Aligning Logits Generatively for Principled Black-Box Knowledge Distillation
This addresses model compression challenges in edge computing with limited data exchange, but appears incremental as it builds on existing B2KD frameworks.
The paper tackles the problem of Black-Box Knowledge Distillation (B2KD) for cloud-to-edge model compression with invisible data and models, proposing a new method called Mapping-Emulation KD (MEKD) that outperforms previous state-of-the-art approaches on various benchmarks.

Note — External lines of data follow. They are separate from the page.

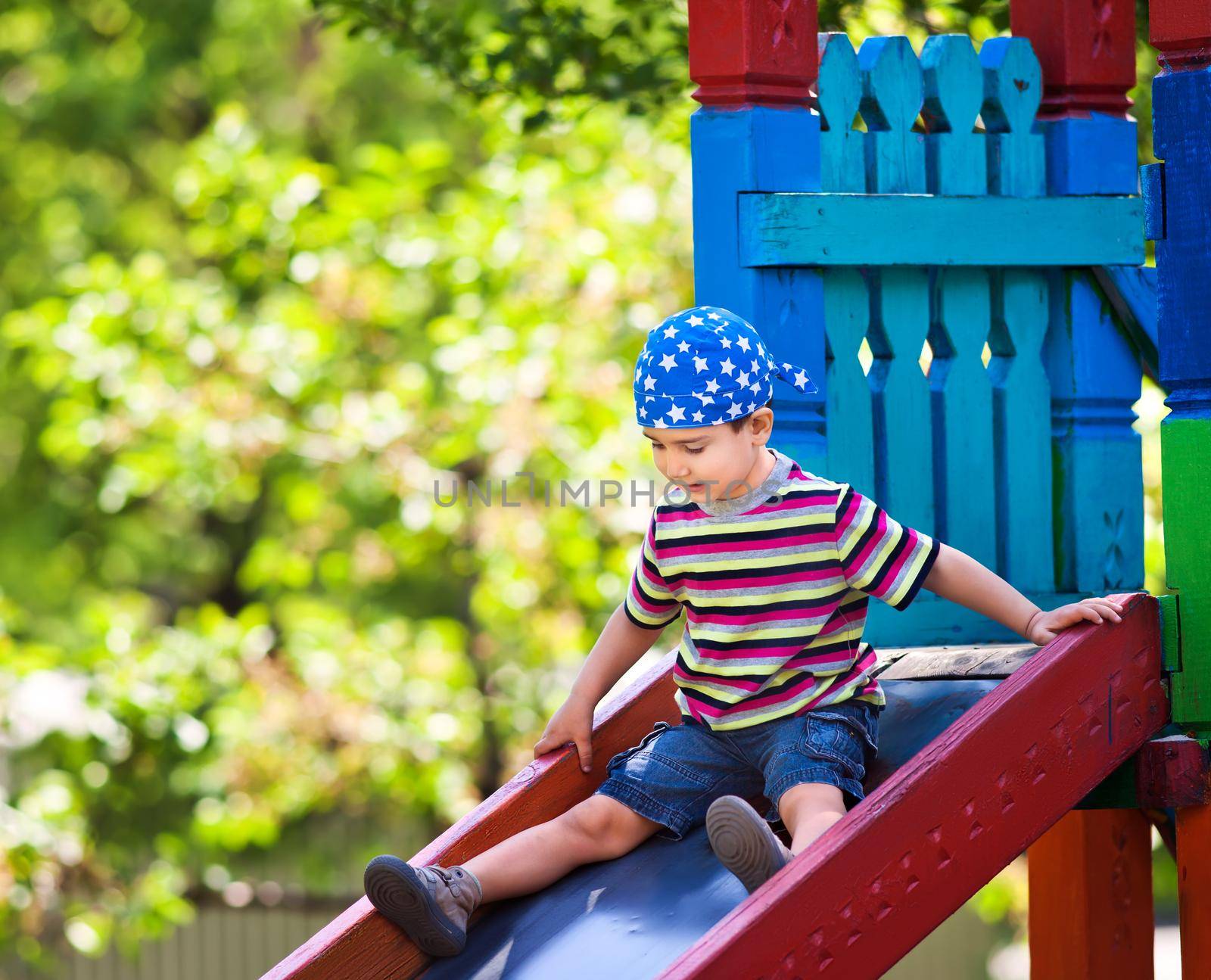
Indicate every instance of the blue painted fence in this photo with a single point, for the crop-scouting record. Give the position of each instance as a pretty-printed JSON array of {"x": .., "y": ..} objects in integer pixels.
[{"x": 995, "y": 406}]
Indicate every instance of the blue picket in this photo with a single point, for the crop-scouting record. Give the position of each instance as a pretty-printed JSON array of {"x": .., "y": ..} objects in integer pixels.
[
  {"x": 904, "y": 449},
  {"x": 1021, "y": 431},
  {"x": 839, "y": 92},
  {"x": 848, "y": 403},
  {"x": 960, "y": 397}
]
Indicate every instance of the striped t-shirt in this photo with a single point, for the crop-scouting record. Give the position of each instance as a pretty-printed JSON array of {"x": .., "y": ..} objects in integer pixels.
[{"x": 775, "y": 586}]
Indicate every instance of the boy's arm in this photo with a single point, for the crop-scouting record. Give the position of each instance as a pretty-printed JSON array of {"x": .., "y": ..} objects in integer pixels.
[
  {"x": 615, "y": 652},
  {"x": 958, "y": 577}
]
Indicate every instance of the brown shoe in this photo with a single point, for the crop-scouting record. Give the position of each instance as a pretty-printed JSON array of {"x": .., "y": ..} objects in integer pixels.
[
  {"x": 742, "y": 841},
  {"x": 431, "y": 904}
]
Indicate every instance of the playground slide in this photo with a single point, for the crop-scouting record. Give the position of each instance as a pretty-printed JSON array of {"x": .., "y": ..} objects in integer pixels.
[{"x": 970, "y": 772}]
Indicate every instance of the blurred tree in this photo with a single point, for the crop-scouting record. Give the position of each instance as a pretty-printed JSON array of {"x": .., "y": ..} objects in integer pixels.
[{"x": 260, "y": 288}]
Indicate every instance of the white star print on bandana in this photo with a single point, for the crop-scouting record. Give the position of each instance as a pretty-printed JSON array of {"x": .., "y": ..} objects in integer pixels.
[{"x": 686, "y": 375}]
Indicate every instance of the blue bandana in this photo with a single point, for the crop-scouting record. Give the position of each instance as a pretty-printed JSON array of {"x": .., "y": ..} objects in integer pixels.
[{"x": 705, "y": 366}]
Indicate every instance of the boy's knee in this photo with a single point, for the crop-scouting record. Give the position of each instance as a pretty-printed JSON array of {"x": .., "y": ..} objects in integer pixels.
[{"x": 609, "y": 825}]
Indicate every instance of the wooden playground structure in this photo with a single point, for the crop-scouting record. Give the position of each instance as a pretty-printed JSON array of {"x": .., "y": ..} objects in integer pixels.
[{"x": 1007, "y": 254}]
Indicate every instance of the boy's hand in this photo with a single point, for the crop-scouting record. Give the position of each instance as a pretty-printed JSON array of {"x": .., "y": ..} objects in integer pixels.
[
  {"x": 573, "y": 722},
  {"x": 1045, "y": 625}
]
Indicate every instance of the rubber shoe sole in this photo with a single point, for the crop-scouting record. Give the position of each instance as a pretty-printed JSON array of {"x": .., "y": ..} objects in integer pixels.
[
  {"x": 742, "y": 842},
  {"x": 401, "y": 895}
]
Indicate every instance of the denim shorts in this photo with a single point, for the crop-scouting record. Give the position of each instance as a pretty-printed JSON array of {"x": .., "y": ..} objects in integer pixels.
[{"x": 676, "y": 770}]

Black-Box Knowledge Distillation (B2KD) is a formulated problem for cloud-to-edge model compression with invisible data and models hosted on the server. B2KD faces challenges such as limited Internet exchange and edge-cloud disparity of data distributions. In this paper, we formalize a two-step workflow consisting of deprivatization and distillation, and theoretically provide a new optimization direction from logits to cell boundary different from direct logits alignment. With its guidance, we propose a new method Mapping-Emulation KD (MEKD) that distills a black-box cumbersome model into a lightweight one. Our method does not differentiate between treating soft or hard responses, and consists of: 1) deprivatization: emulating the inverse mapping of the teacher function with a generator, and 2) distillation: aligning low-dimensional logits of the teacher and student models by reducing the distance of high-dimensional image points. For different teacher-student pairs, our method yields inspiring distillation performance on various benchmarks, and outperforms the previous state-of-the-art approaches.